Realizing Your Dream
- Bethany Ahlberg
- May 30
- 2 min read

Start Here
Open your preferred note-taking app and answer the following questions, one brief paragraph each:
What’s the issue or challenge you’ve seen up close? Tip: Funders want statistics and your lived experience in proximity to the problem.
What future are you trying to make possible for the people you serve? Tip: Connect your work to something bigger than yourself.
What are the key services, actions, or offerings you want to deliver? Tip: Name what you'll actually do, and why it will help.
What does success look like—and for whom? Tip: Numbers, reflection, feedback, and visible shifts are all evidence you can measure.
What’s hard to sustain right now that a grant could stabilize? Tip: Be honest; you're not trying to impress, you're demonstrating how you plan with integrity.

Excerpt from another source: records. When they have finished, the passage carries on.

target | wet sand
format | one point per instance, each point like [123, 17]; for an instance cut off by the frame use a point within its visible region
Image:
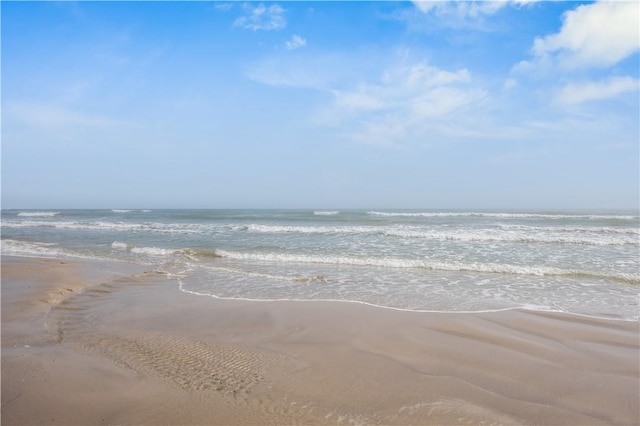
[108, 343]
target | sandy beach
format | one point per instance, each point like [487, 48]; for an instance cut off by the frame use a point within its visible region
[91, 343]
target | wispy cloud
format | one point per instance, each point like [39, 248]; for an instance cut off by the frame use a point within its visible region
[575, 93]
[52, 117]
[409, 103]
[296, 42]
[262, 17]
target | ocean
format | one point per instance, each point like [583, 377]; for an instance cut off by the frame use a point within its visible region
[419, 260]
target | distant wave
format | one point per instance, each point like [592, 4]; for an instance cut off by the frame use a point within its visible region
[596, 236]
[501, 215]
[601, 236]
[498, 268]
[37, 249]
[37, 214]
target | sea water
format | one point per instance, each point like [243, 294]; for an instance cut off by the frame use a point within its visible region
[582, 262]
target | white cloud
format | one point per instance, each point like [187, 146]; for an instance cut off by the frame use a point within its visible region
[595, 35]
[262, 17]
[593, 91]
[295, 42]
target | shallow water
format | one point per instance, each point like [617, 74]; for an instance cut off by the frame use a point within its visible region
[579, 262]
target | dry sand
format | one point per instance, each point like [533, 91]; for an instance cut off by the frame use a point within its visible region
[106, 343]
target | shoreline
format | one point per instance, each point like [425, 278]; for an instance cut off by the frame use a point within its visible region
[119, 338]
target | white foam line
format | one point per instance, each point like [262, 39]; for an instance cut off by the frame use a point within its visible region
[420, 311]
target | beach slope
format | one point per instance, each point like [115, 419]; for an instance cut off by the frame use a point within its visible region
[108, 343]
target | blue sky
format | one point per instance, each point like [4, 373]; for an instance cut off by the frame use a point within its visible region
[512, 104]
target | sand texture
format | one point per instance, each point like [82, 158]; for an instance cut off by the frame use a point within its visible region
[108, 343]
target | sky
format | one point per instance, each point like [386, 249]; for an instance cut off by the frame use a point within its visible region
[518, 104]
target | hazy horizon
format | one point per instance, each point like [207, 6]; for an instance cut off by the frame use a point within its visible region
[519, 105]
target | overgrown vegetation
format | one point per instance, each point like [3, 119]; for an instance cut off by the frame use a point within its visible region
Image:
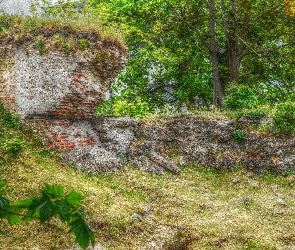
[53, 202]
[56, 34]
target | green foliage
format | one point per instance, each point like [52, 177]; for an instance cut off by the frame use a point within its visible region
[136, 109]
[52, 202]
[83, 44]
[238, 135]
[259, 112]
[284, 118]
[121, 107]
[240, 97]
[40, 46]
[12, 145]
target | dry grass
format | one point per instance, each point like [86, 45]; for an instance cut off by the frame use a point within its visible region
[195, 210]
[58, 34]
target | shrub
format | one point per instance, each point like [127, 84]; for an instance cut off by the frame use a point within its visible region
[240, 97]
[252, 112]
[284, 118]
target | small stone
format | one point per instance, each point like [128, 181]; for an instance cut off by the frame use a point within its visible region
[236, 180]
[136, 217]
[282, 202]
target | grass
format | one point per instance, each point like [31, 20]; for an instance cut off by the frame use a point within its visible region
[199, 209]
[57, 33]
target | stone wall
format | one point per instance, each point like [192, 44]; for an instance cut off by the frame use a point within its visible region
[56, 93]
[195, 140]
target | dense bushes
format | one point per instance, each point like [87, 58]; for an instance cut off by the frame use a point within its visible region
[52, 201]
[240, 97]
[121, 107]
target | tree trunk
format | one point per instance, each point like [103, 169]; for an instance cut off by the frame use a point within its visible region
[234, 66]
[217, 88]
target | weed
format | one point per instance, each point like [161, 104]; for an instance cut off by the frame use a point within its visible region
[83, 44]
[238, 135]
[40, 46]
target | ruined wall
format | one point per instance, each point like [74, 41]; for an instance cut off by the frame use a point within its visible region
[54, 84]
[56, 93]
[195, 139]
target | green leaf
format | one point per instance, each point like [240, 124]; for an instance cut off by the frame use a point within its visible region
[74, 198]
[4, 203]
[2, 184]
[82, 232]
[13, 219]
[63, 208]
[53, 191]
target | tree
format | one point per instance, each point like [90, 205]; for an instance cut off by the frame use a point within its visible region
[181, 37]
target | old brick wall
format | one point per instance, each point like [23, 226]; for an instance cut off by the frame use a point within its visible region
[8, 83]
[56, 93]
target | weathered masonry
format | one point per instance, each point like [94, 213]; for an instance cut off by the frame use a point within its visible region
[56, 93]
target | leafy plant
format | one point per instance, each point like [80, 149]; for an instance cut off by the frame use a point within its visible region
[53, 202]
[240, 97]
[121, 107]
[252, 112]
[284, 118]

Once you've written answers to these prompts, congratulations! You're holding the first, skeletal draft of your grant proposal. You've reflected on what will be the Problem or Need Statement, Goals + Objectives, Methods + Strategies, Metrics, and Budget sections of a more fleshed-out future version of your proposal.
If you’ve made it this far, here’s one fun next step: see if you can find a local grant that aligns with the dream you’re trying to build. Just to see what’s out there. Try Googling: "[your city] community foundation", substituting in the city or region most aligned with your project goals. Most foundation websites will list current or past grant opportunities, or point you to platforms that do.
Read the funder’s goals. Don’t apply yet. Just notice where there’s overlap. This is how alignment begins: your foundation, meeting theirs.